Medications That Go Beyond Blood Sugar

Newer classes of diabetes drugs have changed the conversation about risk modification. A class of medications originally developed for blood sugar control, known as GLP-1 receptor agonists, has shown cardiovascular benefits that go well beyond glucose lowering. These drugs reduce inflammation, decrease harmful fat deposits around the heart and blood vessels, lower blood pressure, and improve the function of blood vessel walls.

Clinical trial data shows that these cardiovascular benefits persist even in people without diabetes, suggesting the drugs work through mechanisms that are independent of blood sugar control alone. They reduce rates of heart attack, stroke, and hospitalization for heart failure across a wide range of patients regardless of age, sex, or body weight. When combined with another class of diabetes medication that works by helping the kidneys remove excess sugar and fluid, the protective effects appear to be even greater.

This matters for the modifiability question because it means treating diabetes now involves tools that don’t just lower a number on a lab test. They actively counteract the biological processes through which diabetes damages the cardiovascular system.

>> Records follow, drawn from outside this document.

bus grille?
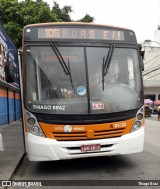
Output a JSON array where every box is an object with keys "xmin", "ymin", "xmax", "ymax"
[{"xmin": 52, "ymin": 128, "xmax": 125, "ymax": 141}]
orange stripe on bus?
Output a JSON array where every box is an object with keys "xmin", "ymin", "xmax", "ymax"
[
  {"xmin": 39, "ymin": 118, "xmax": 136, "ymax": 141},
  {"xmin": 24, "ymin": 114, "xmax": 29, "ymax": 133}
]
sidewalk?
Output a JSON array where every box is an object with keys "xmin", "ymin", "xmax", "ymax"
[{"xmin": 0, "ymin": 121, "xmax": 25, "ymax": 180}]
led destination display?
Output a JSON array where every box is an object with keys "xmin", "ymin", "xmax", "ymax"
[{"xmin": 37, "ymin": 27, "xmax": 125, "ymax": 40}]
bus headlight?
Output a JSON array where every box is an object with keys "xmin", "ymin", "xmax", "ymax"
[
  {"xmin": 26, "ymin": 111, "xmax": 45, "ymax": 138},
  {"xmin": 131, "ymin": 106, "xmax": 144, "ymax": 133},
  {"xmin": 132, "ymin": 121, "xmax": 141, "ymax": 132},
  {"xmin": 31, "ymin": 126, "xmax": 39, "ymax": 134},
  {"xmin": 27, "ymin": 117, "xmax": 36, "ymax": 125},
  {"xmin": 137, "ymin": 113, "xmax": 143, "ymax": 120}
]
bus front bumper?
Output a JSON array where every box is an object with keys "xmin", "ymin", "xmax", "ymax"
[{"xmin": 26, "ymin": 127, "xmax": 144, "ymax": 161}]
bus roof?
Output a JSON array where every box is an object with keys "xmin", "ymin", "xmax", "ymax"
[{"xmin": 24, "ymin": 22, "xmax": 135, "ymax": 33}]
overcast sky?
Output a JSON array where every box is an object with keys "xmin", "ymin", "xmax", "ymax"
[{"xmin": 44, "ymin": 0, "xmax": 160, "ymax": 42}]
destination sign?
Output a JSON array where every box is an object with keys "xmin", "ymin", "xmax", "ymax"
[{"xmin": 37, "ymin": 27, "xmax": 125, "ymax": 41}]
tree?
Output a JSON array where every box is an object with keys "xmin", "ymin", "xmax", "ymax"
[
  {"xmin": 52, "ymin": 1, "xmax": 72, "ymax": 22},
  {"xmin": 0, "ymin": 0, "xmax": 23, "ymax": 48},
  {"xmin": 77, "ymin": 14, "xmax": 94, "ymax": 23},
  {"xmin": 0, "ymin": 0, "xmax": 94, "ymax": 48}
]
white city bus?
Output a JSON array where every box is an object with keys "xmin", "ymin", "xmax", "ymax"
[{"xmin": 7, "ymin": 22, "xmax": 145, "ymax": 161}]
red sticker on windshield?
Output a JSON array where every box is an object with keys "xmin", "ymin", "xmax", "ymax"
[{"xmin": 92, "ymin": 102, "xmax": 104, "ymax": 110}]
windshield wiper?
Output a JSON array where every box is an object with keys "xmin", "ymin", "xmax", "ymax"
[
  {"xmin": 68, "ymin": 59, "xmax": 73, "ymax": 88},
  {"xmin": 102, "ymin": 43, "xmax": 115, "ymax": 90},
  {"xmin": 50, "ymin": 42, "xmax": 74, "ymax": 88},
  {"xmin": 50, "ymin": 42, "xmax": 70, "ymax": 75}
]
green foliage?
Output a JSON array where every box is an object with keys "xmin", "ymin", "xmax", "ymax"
[
  {"xmin": 0, "ymin": 0, "xmax": 94, "ymax": 48},
  {"xmin": 77, "ymin": 14, "xmax": 94, "ymax": 23},
  {"xmin": 52, "ymin": 1, "xmax": 72, "ymax": 22},
  {"xmin": 3, "ymin": 22, "xmax": 22, "ymax": 48}
]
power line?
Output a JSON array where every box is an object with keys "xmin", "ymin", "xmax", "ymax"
[
  {"xmin": 145, "ymin": 72, "xmax": 160, "ymax": 80},
  {"xmin": 143, "ymin": 63, "xmax": 160, "ymax": 74},
  {"xmin": 144, "ymin": 53, "xmax": 160, "ymax": 65},
  {"xmin": 143, "ymin": 67, "xmax": 160, "ymax": 76}
]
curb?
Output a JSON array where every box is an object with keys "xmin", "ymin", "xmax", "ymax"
[{"xmin": 0, "ymin": 152, "xmax": 24, "ymax": 181}]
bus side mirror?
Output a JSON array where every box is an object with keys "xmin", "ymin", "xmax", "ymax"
[
  {"xmin": 140, "ymin": 51, "xmax": 144, "ymax": 71},
  {"xmin": 138, "ymin": 44, "xmax": 145, "ymax": 71},
  {"xmin": 5, "ymin": 49, "xmax": 22, "ymax": 83},
  {"xmin": 140, "ymin": 58, "xmax": 144, "ymax": 71},
  {"xmin": 140, "ymin": 50, "xmax": 145, "ymax": 60},
  {"xmin": 4, "ymin": 61, "xmax": 14, "ymax": 83}
]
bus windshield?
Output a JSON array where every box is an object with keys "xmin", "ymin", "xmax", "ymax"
[{"xmin": 24, "ymin": 44, "xmax": 143, "ymax": 114}]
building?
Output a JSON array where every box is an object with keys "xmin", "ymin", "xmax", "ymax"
[
  {"xmin": 142, "ymin": 27, "xmax": 160, "ymax": 102},
  {"xmin": 0, "ymin": 23, "xmax": 21, "ymax": 126}
]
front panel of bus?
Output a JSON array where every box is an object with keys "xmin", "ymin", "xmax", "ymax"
[{"xmin": 22, "ymin": 23, "xmax": 144, "ymax": 161}]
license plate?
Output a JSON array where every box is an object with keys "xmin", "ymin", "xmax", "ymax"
[{"xmin": 81, "ymin": 144, "xmax": 101, "ymax": 152}]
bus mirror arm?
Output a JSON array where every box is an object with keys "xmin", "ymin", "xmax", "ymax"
[
  {"xmin": 138, "ymin": 44, "xmax": 145, "ymax": 71},
  {"xmin": 140, "ymin": 50, "xmax": 145, "ymax": 60},
  {"xmin": 140, "ymin": 57, "xmax": 144, "ymax": 71},
  {"xmin": 139, "ymin": 48, "xmax": 145, "ymax": 71}
]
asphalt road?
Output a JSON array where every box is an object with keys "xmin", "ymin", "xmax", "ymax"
[{"xmin": 9, "ymin": 115, "xmax": 160, "ymax": 189}]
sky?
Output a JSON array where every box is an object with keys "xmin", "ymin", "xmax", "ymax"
[{"xmin": 44, "ymin": 0, "xmax": 160, "ymax": 43}]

Screening Catches Risk Early

The U.S. Preventive Services Task Force recommends screening for prediabetes and type 2 diabetes in adults aged 35 to 70 who have a BMI of 25 or higher. For Asian American individuals, screening is recommended at a BMI of 23 or higher, because diabetes risk rises at lower body weights in this population. Screening should also begin earlier for American Indian, Alaska Native, Black, Hispanic, and Native Hawaiian or Pacific Islander adults, who develop diabetes at disproportionately high rates.

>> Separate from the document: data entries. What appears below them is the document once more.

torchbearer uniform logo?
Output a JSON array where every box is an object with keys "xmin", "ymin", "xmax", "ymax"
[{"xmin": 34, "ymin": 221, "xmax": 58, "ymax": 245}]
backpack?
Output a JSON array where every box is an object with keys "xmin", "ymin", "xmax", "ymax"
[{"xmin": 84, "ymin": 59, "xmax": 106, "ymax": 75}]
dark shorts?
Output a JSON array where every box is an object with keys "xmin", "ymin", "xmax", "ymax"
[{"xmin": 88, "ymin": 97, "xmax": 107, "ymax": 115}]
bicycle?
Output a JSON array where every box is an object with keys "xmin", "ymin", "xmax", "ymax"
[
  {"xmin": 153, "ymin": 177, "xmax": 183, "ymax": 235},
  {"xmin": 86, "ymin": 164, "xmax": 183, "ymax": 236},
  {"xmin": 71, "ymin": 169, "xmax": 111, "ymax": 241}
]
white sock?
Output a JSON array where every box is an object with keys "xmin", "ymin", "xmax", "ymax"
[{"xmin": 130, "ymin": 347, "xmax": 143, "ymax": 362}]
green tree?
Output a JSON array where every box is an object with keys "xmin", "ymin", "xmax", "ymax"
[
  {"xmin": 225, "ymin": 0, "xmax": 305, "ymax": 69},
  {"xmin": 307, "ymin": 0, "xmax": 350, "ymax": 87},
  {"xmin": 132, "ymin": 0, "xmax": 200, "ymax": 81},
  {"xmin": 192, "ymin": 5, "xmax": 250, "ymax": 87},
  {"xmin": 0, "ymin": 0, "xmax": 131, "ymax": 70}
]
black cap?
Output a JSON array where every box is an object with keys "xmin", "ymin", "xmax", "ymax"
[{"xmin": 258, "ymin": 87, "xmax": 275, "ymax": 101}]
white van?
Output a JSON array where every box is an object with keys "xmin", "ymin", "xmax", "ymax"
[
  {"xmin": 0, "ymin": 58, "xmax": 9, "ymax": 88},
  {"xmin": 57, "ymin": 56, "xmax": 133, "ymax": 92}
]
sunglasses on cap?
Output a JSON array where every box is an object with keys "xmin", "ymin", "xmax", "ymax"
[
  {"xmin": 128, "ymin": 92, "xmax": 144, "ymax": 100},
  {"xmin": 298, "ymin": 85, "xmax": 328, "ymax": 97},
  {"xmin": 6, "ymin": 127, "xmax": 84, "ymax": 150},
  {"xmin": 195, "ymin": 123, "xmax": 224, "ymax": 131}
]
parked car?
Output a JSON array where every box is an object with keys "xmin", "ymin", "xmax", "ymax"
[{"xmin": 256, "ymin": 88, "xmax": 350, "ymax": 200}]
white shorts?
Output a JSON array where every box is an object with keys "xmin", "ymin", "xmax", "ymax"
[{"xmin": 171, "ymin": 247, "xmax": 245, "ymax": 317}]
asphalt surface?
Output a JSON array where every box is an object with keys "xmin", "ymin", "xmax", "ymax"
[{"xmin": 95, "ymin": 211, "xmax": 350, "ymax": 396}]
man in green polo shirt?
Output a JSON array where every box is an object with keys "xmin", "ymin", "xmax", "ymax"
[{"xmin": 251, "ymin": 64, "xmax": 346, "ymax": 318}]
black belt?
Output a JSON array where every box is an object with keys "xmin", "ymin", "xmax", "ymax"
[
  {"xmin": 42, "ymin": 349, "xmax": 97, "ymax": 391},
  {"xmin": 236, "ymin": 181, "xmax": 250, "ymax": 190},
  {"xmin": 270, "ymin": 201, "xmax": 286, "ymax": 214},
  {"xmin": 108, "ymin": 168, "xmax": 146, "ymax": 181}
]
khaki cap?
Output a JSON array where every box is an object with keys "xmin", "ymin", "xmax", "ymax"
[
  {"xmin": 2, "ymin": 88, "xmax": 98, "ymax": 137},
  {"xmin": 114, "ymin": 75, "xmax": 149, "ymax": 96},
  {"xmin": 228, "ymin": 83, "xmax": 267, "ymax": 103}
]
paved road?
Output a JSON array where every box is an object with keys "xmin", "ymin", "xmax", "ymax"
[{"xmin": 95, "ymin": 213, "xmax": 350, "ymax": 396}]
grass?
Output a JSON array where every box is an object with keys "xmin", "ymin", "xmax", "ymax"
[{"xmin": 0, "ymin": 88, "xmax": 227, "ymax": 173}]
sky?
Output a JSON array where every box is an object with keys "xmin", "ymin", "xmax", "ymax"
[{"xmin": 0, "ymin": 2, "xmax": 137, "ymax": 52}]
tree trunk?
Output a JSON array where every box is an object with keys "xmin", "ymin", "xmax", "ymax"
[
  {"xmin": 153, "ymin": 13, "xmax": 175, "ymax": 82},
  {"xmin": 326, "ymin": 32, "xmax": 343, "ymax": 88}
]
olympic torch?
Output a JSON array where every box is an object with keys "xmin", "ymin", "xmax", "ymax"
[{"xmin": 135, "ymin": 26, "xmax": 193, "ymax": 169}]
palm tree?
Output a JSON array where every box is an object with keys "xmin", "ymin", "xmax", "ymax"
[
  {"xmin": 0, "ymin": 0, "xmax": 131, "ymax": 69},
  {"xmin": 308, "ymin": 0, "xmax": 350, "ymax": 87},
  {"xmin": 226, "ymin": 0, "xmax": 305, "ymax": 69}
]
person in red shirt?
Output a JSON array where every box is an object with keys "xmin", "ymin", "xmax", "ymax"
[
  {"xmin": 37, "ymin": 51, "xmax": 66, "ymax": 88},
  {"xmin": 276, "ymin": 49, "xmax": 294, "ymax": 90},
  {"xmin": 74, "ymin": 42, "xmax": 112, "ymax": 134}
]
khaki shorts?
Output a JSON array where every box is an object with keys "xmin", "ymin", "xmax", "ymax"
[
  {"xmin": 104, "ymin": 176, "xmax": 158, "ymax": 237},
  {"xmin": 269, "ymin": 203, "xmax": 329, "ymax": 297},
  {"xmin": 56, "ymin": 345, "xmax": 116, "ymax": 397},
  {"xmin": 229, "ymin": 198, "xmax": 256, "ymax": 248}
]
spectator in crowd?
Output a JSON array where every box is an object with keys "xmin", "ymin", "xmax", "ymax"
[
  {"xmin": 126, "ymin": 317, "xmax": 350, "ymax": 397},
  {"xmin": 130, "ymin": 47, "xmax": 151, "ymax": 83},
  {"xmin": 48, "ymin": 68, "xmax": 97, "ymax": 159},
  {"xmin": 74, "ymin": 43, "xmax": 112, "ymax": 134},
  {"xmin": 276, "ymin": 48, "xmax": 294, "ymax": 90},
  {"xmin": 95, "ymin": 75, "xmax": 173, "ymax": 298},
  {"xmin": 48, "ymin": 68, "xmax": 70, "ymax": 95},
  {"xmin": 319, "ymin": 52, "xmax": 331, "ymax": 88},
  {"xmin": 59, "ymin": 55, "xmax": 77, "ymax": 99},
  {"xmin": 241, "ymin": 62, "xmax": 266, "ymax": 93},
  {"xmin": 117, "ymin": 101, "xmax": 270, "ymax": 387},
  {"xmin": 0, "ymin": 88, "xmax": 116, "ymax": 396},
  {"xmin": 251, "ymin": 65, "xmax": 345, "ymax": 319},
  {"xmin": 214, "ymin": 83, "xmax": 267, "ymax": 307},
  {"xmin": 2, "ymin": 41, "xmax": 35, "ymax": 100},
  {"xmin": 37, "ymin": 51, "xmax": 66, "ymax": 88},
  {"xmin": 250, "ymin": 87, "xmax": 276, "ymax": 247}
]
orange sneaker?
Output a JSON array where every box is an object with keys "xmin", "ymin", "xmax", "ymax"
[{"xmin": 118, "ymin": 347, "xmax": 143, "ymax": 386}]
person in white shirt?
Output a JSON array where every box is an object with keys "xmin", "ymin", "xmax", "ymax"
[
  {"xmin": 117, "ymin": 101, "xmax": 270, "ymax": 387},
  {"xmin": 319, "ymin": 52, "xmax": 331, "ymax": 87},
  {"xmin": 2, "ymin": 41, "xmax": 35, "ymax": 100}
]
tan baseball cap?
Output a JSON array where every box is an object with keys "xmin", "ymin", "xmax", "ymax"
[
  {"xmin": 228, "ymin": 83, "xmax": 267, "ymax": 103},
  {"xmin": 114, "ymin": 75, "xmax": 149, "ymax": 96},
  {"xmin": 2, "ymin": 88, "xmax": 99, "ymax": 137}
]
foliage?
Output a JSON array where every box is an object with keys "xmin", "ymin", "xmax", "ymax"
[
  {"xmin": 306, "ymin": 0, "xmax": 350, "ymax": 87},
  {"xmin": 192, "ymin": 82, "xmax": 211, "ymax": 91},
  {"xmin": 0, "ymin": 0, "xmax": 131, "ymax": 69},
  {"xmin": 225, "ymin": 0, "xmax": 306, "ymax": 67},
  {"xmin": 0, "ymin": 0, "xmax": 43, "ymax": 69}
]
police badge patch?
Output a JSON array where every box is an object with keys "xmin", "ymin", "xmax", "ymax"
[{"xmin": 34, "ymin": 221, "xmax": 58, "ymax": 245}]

Catching prediabetes early is where the biggest modification opportunity lies. At that stage, the CDC estimates that lifestyle changes can cut the risk of progressing to type 2 diabetes in half. Once diabetes is established, it’s still modifiable, but preventing it in the first place is far more effective than managing it after the fact.

The Cost of Not Modifying It

Lifestyle intervention isn’t just clinically effective. It’s cost-effective. Over 10 years in the Diabetes Prevention Program, people who followed the lifestyle program spent about $4,250 less in non-intervention medical costs than those who didn’t, largely because they avoided the expensive complications of diabetes. From a health system perspective, lifestyle intervention cost roughly $10,000 to $20,000 per additional year of perfect health gained, well within the range that health economists consider a good value. Metformin, a common and inexpensive medication used in prediabetes, was actually cost-saving compared to doing nothing.

These numbers reinforce a practical point: modifying diabetes risk isn’t just theoretically possible. It pays for itself in reduced complications, lower medical bills, and longer, healthier life.